Periodisierung im BB

Muskelaufbau   Schnelligkeit   Ausdauer

Periode I. Muskelaufbautraining

Muskelaufbautraining ist die gebräuchlichste Trainingsart. Es ist die Basis zu allen speziellen Trainingsprogrammen. Im Fitness Sport wird damit in der Regel eine Gewichtszunahme, Figurformung und Kraftsteigerung > eine bessere persönliche Fitness angestrebt und erreicht.
Diese Zielsetzung hat gesundheitliche * physische und psychische * als auch kommunikative * fun sport Art * Aspekte.

In anderen Sportarten bildet das Muskelaufbautraining die Voraussetzung zum Erzielen besserer persönlicher Leistung und reduziert die Verletzungsanfälligkeit.

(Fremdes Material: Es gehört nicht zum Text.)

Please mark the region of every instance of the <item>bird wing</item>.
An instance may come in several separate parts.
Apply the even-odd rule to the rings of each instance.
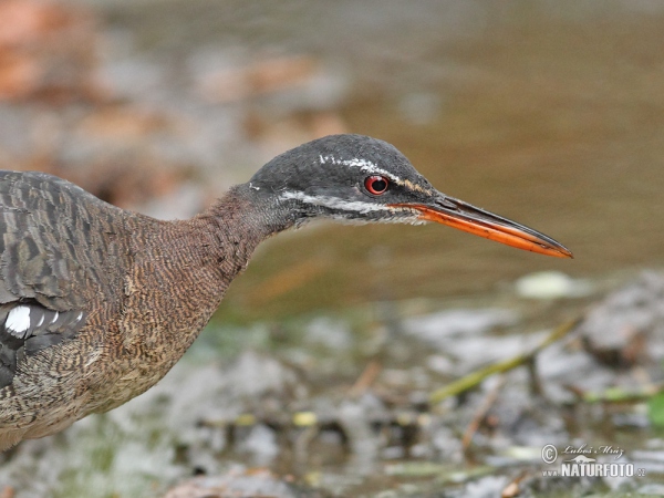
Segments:
[[[24,355],[85,324],[122,262],[123,212],[51,175],[0,172],[0,390]]]

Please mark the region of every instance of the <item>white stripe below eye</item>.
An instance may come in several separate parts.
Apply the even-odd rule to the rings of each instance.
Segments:
[[[281,194],[281,199],[298,199],[302,203],[312,204],[314,206],[324,206],[331,209],[341,209],[343,211],[371,212],[371,211],[390,211],[387,206],[372,203],[362,203],[360,200],[343,200],[336,197],[328,196],[308,196],[301,191],[284,191]]]

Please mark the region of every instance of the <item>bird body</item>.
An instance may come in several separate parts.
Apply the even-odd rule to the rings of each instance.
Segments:
[[[394,147],[357,135],[284,153],[180,221],[120,209],[42,173],[1,172],[0,450],[148,390],[191,345],[256,247],[314,217],[454,218],[467,231],[475,217],[479,235],[571,256],[439,194]]]

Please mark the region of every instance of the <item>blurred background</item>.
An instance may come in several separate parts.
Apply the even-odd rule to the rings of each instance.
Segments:
[[[310,394],[356,386],[366,365],[378,364],[378,382],[398,384],[412,408],[413,392],[426,398],[434,386],[477,366],[471,357],[492,359],[488,351],[498,352],[496,360],[507,357],[523,342],[501,349],[487,339],[473,354],[455,353],[452,363],[445,343],[435,353],[424,352],[430,347],[426,341],[424,351],[413,346],[405,353],[412,339],[386,350],[392,334],[422,330],[421,322],[407,320],[456,312],[457,329],[449,334],[470,326],[491,339],[541,331],[582,313],[644,269],[662,267],[662,32],[664,3],[656,0],[4,0],[0,167],[52,173],[124,208],[187,218],[281,152],[328,134],[359,133],[394,144],[443,193],[541,230],[574,252],[571,261],[544,258],[440,226],[317,224],[290,231],[259,248],[201,345],[188,353],[178,372],[194,376],[194,384],[183,387],[178,382],[186,381],[177,377],[173,392],[162,387],[163,398],[187,388],[212,403],[201,384],[214,384],[216,375],[228,383],[236,378],[232,372],[250,377],[273,361],[279,372],[294,369],[307,378],[292,381],[294,387],[291,381],[283,381],[288,388],[266,387],[282,400],[283,390],[298,391],[299,382]],[[486,320],[473,329],[478,317]],[[445,336],[446,322],[438,319],[430,319],[429,329]],[[240,370],[229,374],[224,369],[237,366],[237,355]],[[196,367],[212,370],[204,375],[193,373]],[[602,388],[614,380],[604,378]],[[257,388],[258,381],[251,382],[249,391]],[[246,394],[238,397],[246,401]],[[135,408],[77,424],[65,433],[69,438],[19,447],[7,460],[6,469],[13,467],[0,477],[13,479],[7,483],[18,496],[83,496],[81,489],[90,488],[98,496],[151,496],[195,471],[220,473],[234,461],[289,475],[320,496],[402,496],[405,485],[395,474],[374,478],[377,483],[366,476],[384,473],[385,459],[418,456],[397,449],[385,456],[381,449],[362,460],[370,470],[354,473],[349,463],[355,465],[361,452],[351,444],[312,469],[295,450],[284,457],[274,424],[262,424],[272,432],[268,443],[251,436],[261,442],[259,449],[238,450],[219,434],[217,446],[207,433],[183,439],[175,433],[195,429],[155,407],[157,395],[146,396]],[[385,413],[396,403],[376,397]],[[211,418],[226,421],[218,426],[228,427],[227,421],[246,412],[260,418],[256,407],[229,415],[227,406],[212,405],[206,405],[205,417],[211,411]],[[145,463],[157,452],[153,446],[146,457],[141,444],[127,449],[123,443],[145,433],[127,428],[132,409],[179,421],[170,423],[176,427],[163,447],[157,445],[163,459],[139,471],[126,461]],[[200,411],[196,417],[196,430],[203,430]],[[136,421],[136,427],[145,424]],[[549,422],[542,425],[550,428]],[[342,439],[352,439],[352,428],[340,425]],[[590,433],[595,429],[591,424]],[[423,440],[438,437],[439,447],[418,443],[425,448],[421,459],[468,468],[454,434],[427,430]],[[561,442],[574,432],[560,430],[553,432]],[[108,443],[95,439],[100,432],[112,434]],[[159,439],[151,434],[153,443]],[[94,439],[85,450],[83,437]],[[446,453],[449,447],[457,450]],[[28,455],[43,452],[64,452],[70,463],[102,454],[94,465],[103,473],[96,475],[93,465],[84,474],[96,477],[85,480],[64,466],[51,473],[45,488],[34,488],[20,480],[20,465],[34,465]],[[86,456],[74,457],[75,452]],[[432,494],[443,489],[440,473],[436,468],[426,481],[438,483],[427,488]],[[504,488],[515,478],[508,474],[498,484],[485,480],[481,489]],[[329,475],[336,476],[330,478],[334,486]],[[471,496],[463,486],[459,492]]]

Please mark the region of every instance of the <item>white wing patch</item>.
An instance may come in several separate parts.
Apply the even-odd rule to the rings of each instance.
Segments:
[[[30,330],[30,307],[15,307],[7,315],[7,331],[15,338],[23,339]]]

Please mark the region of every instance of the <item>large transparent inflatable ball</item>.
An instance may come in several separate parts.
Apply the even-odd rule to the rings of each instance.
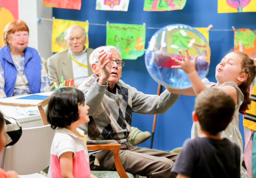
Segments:
[[[184,89],[191,86],[188,75],[182,69],[172,69],[178,63],[172,59],[181,60],[178,51],[185,56],[187,48],[190,60],[198,57],[196,70],[200,78],[205,77],[210,64],[211,51],[204,36],[190,26],[174,24],[165,26],[156,32],[150,40],[145,53],[146,67],[156,82],[174,89]]]

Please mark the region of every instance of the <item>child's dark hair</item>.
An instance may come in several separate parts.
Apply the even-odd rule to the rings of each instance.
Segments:
[[[252,100],[250,98],[250,94],[247,91],[256,76],[256,66],[253,60],[247,54],[240,51],[230,51],[234,52],[240,55],[242,60],[242,72],[248,75],[248,78],[238,87],[244,94],[244,101],[239,109],[239,112],[249,109]]]
[[[235,107],[232,97],[220,89],[202,91],[195,102],[201,129],[212,135],[224,130],[232,120]]]
[[[84,103],[83,92],[72,87],[62,88],[56,90],[50,97],[46,118],[55,129],[70,125],[79,118],[78,105]]]
[[[0,112],[0,130],[4,129],[4,115]]]

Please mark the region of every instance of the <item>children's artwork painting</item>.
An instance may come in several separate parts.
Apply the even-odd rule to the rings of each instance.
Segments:
[[[143,25],[108,24],[106,45],[115,46],[124,59],[136,59],[144,54],[146,27]]]
[[[73,25],[77,25],[84,28],[87,39],[87,42],[85,46],[86,48],[89,47],[89,22],[55,19],[52,22],[52,52],[60,52],[68,48],[67,45],[67,41],[64,38],[64,32],[66,29]]]
[[[44,0],[43,5],[63,9],[80,10],[81,0]]]
[[[218,0],[218,13],[256,11],[256,0]]]
[[[195,27],[194,28],[201,33],[209,43],[209,32],[206,32],[207,27]]]
[[[0,0],[0,47],[4,46],[4,29],[8,23],[19,19],[18,0]]]
[[[245,53],[256,63],[256,29],[235,29],[234,50]]]
[[[127,11],[130,0],[96,0],[96,10]]]
[[[165,11],[183,9],[187,0],[144,0],[143,10]]]

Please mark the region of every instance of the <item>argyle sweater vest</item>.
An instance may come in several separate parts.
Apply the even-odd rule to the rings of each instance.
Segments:
[[[90,87],[94,83],[90,80],[85,86]],[[90,121],[79,126],[88,136],[89,144],[122,144],[128,140],[132,124],[131,95],[127,85],[123,82],[117,84],[116,94],[105,90],[98,110],[89,117]]]

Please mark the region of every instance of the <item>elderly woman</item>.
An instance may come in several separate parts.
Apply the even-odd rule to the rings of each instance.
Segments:
[[[49,79],[37,51],[27,47],[28,28],[14,20],[4,30],[0,49],[0,98],[50,91]]]

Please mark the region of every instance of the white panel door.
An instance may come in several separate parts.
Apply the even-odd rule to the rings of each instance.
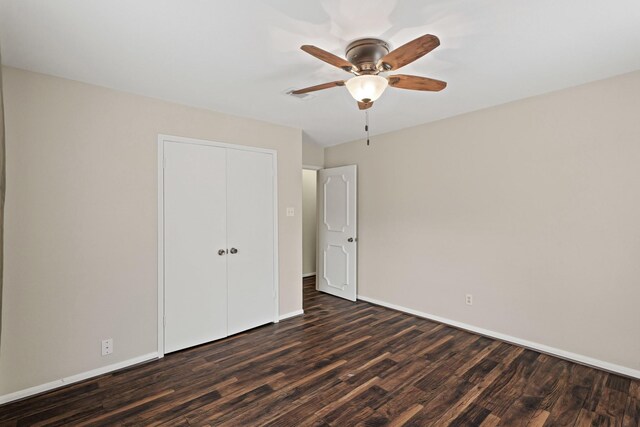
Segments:
[[[227,151],[229,335],[275,316],[273,155]]]
[[[164,143],[164,351],[227,336],[226,150]]]
[[[318,290],[356,300],[356,165],[318,171]]]

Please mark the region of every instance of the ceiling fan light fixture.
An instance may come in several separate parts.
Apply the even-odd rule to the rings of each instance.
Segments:
[[[373,102],[380,98],[389,81],[378,75],[367,74],[352,77],[345,82],[347,90],[358,102]]]

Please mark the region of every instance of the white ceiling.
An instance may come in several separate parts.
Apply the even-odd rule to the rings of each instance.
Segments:
[[[441,46],[403,74],[442,92],[390,88],[372,135],[640,69],[638,0],[0,0],[5,65],[302,128],[322,145],[363,136],[349,74],[299,50],[344,55],[381,37]]]

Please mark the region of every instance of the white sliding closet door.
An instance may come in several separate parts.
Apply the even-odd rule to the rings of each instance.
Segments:
[[[165,353],[227,336],[226,153],[164,145]]]
[[[272,154],[227,150],[229,335],[274,319],[273,173]]]

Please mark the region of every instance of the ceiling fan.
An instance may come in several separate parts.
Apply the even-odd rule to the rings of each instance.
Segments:
[[[355,77],[294,90],[291,94],[300,95],[337,86],[346,86],[351,96],[358,101],[358,107],[361,110],[366,110],[371,108],[373,102],[382,95],[387,86],[398,89],[438,92],[444,89],[447,83],[428,77],[406,74],[384,77],[380,73],[404,67],[431,52],[439,45],[440,40],[436,36],[425,34],[390,52],[389,44],[384,40],[376,38],[358,39],[347,46],[345,53],[347,59],[340,58],[316,46],[304,45],[300,49],[321,61],[354,74]]]

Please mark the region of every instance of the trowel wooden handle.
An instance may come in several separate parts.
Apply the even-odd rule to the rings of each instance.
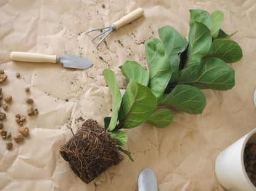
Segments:
[[[10,59],[15,61],[22,61],[35,63],[56,63],[56,55],[47,55],[37,53],[12,52]]]
[[[115,29],[117,29],[121,26],[131,22],[133,20],[139,18],[144,14],[144,9],[141,7],[131,12],[130,14],[126,15],[125,17],[118,20],[117,21],[114,23],[112,25],[115,25]]]

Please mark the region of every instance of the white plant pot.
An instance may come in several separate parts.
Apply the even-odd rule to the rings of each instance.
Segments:
[[[223,150],[216,160],[216,175],[228,190],[256,190],[244,168],[244,152],[247,143],[256,144],[256,128]]]

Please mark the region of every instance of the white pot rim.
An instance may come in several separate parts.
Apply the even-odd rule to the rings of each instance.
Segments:
[[[246,177],[246,180],[249,182],[250,186],[251,187],[252,189],[255,189],[255,187],[252,184],[252,181],[248,177],[247,173],[246,173],[246,168],[244,166],[244,150],[246,149],[246,146],[247,144],[247,142],[249,139],[256,133],[256,128],[254,129],[252,131],[251,131],[249,133],[248,133],[247,136],[246,136],[246,139],[244,141],[244,143],[242,144],[242,152],[241,153],[241,162],[242,162],[242,172],[244,173],[244,176]]]

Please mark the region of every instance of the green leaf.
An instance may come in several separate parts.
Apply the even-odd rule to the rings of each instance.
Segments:
[[[137,127],[147,120],[157,106],[157,99],[150,89],[131,79],[123,96],[119,111],[122,128]]]
[[[227,39],[216,39],[212,42],[207,57],[217,57],[227,63],[233,63],[242,57],[242,49],[237,43]]]
[[[192,84],[201,89],[227,90],[234,85],[234,71],[220,58],[205,58],[200,64],[181,70],[178,84]]]
[[[211,29],[212,37],[216,38],[221,27],[222,22],[224,19],[224,14],[221,10],[215,10],[211,14],[213,25]]]
[[[204,10],[191,9],[189,26],[191,27],[196,21],[205,25],[209,30],[212,28],[212,19],[210,14]]]
[[[145,68],[138,63],[133,61],[126,61],[122,66],[120,66],[122,72],[126,79],[134,79],[138,83],[147,85],[149,83],[149,74]]]
[[[162,27],[158,32],[170,61],[171,77],[169,84],[172,84],[177,80],[179,75],[178,55],[186,50],[188,41],[170,26]]]
[[[109,125],[109,130],[112,131],[117,125],[118,109],[122,101],[122,95],[114,72],[109,69],[105,69],[103,71],[103,76],[112,96],[112,116]]]
[[[204,24],[194,22],[189,30],[186,66],[199,63],[207,55],[211,44],[210,30]]]
[[[173,121],[173,115],[165,108],[155,111],[147,121],[147,123],[156,127],[163,128],[168,126]]]
[[[171,67],[160,40],[148,40],[146,44],[146,53],[149,69],[149,87],[159,99],[171,79]]]
[[[110,123],[111,117],[104,117],[104,128],[107,130]]]
[[[130,160],[131,162],[134,162],[134,160],[133,160],[133,157],[131,155],[131,153],[129,152],[129,150],[125,150],[123,149],[122,147],[117,147],[118,149],[118,150],[122,152],[123,152],[125,154],[126,154],[130,158]]]
[[[171,93],[163,95],[160,104],[188,114],[200,114],[205,107],[206,100],[199,88],[188,85],[177,85]]]
[[[216,39],[229,39],[232,36],[233,36],[236,33],[237,33],[237,31],[231,34],[226,34],[226,33],[224,32],[223,30],[220,29],[218,35]]]
[[[109,131],[111,137],[115,139],[117,144],[120,146],[125,146],[128,141],[128,134],[122,131]]]

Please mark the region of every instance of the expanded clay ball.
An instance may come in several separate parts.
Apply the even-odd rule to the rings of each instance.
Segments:
[[[12,149],[13,145],[14,144],[12,144],[12,142],[6,142],[6,149],[8,150]]]
[[[12,134],[9,132],[6,133],[6,135],[2,136],[3,139],[9,139],[12,136]]]
[[[31,98],[27,98],[25,99],[25,101],[26,101],[27,104],[31,104],[34,102],[34,101]]]
[[[19,131],[23,135],[23,136],[27,138],[28,136],[30,130],[25,127],[20,127]]]
[[[23,139],[24,138],[20,134],[16,134],[14,136],[14,141],[16,142],[17,143],[20,142],[21,141],[23,141]]]
[[[12,101],[12,97],[10,95],[7,95],[6,97],[4,98],[4,99],[7,103],[9,103]]]
[[[27,113],[28,115],[37,115],[38,114],[38,110],[37,109],[34,109],[32,107],[30,107],[28,108]]]

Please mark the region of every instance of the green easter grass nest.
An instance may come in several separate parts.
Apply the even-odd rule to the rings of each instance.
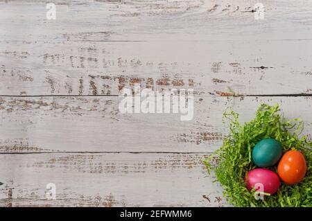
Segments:
[[[239,114],[232,109],[225,111],[223,116],[223,121],[229,121],[229,136],[223,145],[203,162],[209,174],[214,172],[227,202],[234,206],[312,206],[312,142],[305,136],[300,137],[303,122],[298,118],[286,120],[278,105],[262,104],[256,118],[243,125],[239,121]],[[279,141],[283,152],[300,150],[306,158],[307,172],[300,183],[288,185],[281,182],[277,193],[256,200],[254,190],[247,190],[243,178],[256,168],[252,161],[253,147],[265,138]],[[270,169],[277,172],[277,166]]]

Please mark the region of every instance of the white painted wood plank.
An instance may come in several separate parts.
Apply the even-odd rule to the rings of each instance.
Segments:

Im Bodybuilding hingegen geht es darum, durch eine gesteigerte Querschnittsvergrößerung der Muskulatur eine Zunahme von Muskelmasse und Veränderung der Proportionen verschiedener Muskelgruppen zueinander zu erzielen.
> "kosmetischer Aspekt"

Ein weiterer Aspekt - der immer mehr an Bedeutung gewinnt - ist das Rehabilitationstraining.
Insuffizienz nach Unfällen und Krankheiten bedarf in vielen Fällen einem konsequenten Training, das mit progressiven Widerständen über die übliche Krankengymnastik hinausgeht. Auch Schädigungen durch einseitige Belastungen im Berufsleben können durch ein gezieltes Muskelaufbautraining konditioniert werden. Hier steht ganz klar die medizinische Indikation im Vordergrund, dementsprechend sind auch die Trainingseinheiten auszulegen.

Trainingsmethode

Voraussetzung für eine Muskelquerschnittsvergrößerung ist eine entsprechend lange Reizdauer. Es muss also mit hohen Wiederholungszahlen, aber mit geringen bis mittleren Widerstandsgrößen gearbeitet werden.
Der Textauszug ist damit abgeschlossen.